I bought the capsules way back in about 1986. I know it was then because one of my good friends had a heart attack the prior Thanksgiving. He up and croaked on his living room floor. But the ambulance showed up and revived him. Then he croaked again on the ride to the hospital. They got him running again but just like clockwork, he died again for the ER folks. Well they worked on him and sure enough, he was just restin so he came back to life again. Mean old buzzard.
So that next summer we were working on a club project puttin' up a fence out on the back acreage. It was decided it was too hot for anyone with any sense so we made him sit up at the building. To give him somethun to do, I handed him my model 60 and a full box of my reloaded shot loads. Since he was off beer (doctors orders, like he ever listened to them) he needed amusement. Actually the shot loads were for us to keep track of him. Every time we'd hear a gunshot from up there, we knew he was still alive (not so much the critters).

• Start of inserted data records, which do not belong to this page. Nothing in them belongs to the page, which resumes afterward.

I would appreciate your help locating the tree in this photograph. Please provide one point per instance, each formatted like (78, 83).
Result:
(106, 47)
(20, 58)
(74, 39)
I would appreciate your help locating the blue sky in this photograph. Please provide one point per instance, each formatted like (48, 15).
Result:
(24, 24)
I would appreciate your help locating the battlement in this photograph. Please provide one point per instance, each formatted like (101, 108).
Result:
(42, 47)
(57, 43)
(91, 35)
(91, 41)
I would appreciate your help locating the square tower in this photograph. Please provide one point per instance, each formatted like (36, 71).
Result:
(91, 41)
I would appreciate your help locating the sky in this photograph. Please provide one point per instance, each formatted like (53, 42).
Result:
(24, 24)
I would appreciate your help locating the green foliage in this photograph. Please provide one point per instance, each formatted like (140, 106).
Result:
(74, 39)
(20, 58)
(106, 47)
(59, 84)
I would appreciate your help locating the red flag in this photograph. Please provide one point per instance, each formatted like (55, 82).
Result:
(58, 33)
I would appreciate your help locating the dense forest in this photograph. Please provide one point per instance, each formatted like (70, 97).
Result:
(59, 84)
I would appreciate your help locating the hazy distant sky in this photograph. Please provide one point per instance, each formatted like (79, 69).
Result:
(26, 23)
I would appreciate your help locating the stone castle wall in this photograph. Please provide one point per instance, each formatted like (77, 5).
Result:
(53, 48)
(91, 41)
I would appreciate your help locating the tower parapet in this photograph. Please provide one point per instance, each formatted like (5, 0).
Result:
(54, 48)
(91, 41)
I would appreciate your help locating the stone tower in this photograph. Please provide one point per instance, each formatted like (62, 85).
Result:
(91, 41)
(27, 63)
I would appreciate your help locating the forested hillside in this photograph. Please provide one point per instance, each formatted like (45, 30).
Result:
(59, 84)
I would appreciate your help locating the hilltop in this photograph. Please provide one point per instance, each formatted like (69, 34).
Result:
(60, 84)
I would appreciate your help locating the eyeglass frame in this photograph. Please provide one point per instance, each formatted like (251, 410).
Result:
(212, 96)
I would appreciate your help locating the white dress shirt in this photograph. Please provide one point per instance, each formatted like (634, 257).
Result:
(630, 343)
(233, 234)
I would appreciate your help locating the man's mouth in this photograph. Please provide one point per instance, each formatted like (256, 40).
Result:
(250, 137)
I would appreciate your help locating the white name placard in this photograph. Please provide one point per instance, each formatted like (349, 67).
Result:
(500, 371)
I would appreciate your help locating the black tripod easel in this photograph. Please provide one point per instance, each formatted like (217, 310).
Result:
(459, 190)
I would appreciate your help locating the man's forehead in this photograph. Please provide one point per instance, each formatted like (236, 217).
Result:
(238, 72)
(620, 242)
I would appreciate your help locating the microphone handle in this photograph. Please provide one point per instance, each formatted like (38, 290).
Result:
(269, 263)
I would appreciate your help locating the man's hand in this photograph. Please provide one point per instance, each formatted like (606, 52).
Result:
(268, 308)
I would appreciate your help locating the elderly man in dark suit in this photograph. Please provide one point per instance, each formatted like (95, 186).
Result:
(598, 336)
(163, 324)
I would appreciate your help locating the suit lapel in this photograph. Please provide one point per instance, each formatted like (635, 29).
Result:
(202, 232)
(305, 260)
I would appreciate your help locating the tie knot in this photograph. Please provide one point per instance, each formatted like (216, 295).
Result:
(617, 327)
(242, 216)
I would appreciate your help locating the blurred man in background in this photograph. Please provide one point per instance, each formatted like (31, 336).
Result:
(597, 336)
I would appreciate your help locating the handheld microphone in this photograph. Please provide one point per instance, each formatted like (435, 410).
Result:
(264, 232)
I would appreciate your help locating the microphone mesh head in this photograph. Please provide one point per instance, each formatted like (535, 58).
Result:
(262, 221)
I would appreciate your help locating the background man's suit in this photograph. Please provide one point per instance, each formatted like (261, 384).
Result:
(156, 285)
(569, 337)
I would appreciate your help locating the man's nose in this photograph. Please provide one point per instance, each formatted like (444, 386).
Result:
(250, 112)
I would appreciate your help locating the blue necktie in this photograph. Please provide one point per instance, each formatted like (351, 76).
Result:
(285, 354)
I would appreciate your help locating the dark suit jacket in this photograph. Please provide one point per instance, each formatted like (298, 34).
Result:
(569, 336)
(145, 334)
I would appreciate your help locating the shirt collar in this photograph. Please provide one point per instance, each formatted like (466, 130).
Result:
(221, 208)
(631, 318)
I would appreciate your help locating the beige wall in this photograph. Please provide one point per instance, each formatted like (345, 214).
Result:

Well, I'd had a problem loading them. I could never find any shot small like the #12 they used, so I cut up a few #9 and used that. Seemed OK at the time. They loaded up real nice and neat, so I figured they'd be OK and I'd get a report soon enough.
So even if the temps were in the mid 90s and humidity about the same, we managed a pretty good day of plantin poles. And we realize we'd not heard a gunshot in a while. Somebody brighter suggested we might have an emergency, and the cold beer was up where Grady was hangin out. You never saw so many jeeps and pickup truck haulin' toward our building. I shoulda took a picture of the old man, sittin there sippin on a coke. Never saw him do that before or after. Anyway, back to the loads.
He said he fired all of them. He did knock one starling out of a tree, but missed with all the others. So he quick hustled over and stepped on it. That's a time tested solution to assure a dead birdie. I never bothered with loading them for myself again. I've tested factory loads for the years since. If you pattern factory stuff on paper you often get a blown pattern you could throw a dead cat through. They did work on the 'coons I had on the back porch. I used 9mm loads for that. I'm not sayin' I got good results, but I guess it depends on how you define good. The back door opened inward, which would start the festivities. Then the storm door opened to the outside. The critters would all hustle over toward the steps down to the pool. I had to step outside to get a semi aimed shot off.
For a while I was havin' a good ole time. Unlike my wife who suggested I'd get arrested. I ran out of the factory loads for a while. I was using them in a 547 and it provided practice and kept the critters in exercise. so that following summer my oldest and his kids showed up to swim. OK with me. Then he looked at the upright and the handrail down to the pool. He asked me if we had woodpeckers working on the pressure treated wood. Seems they were real well perforated. Go figure. Didn't see many 'coons hangin out though. Never did find any dead or smell any.
I'm going to guess with almost no basis that the factory stuff patterns better than my loads. I had no control over the distance Grady was burnin ammo at. Sure seemed like the fleeing 'coons found another gear some of the times I fired. That or they decided our garbage wasn't worth a sore backside.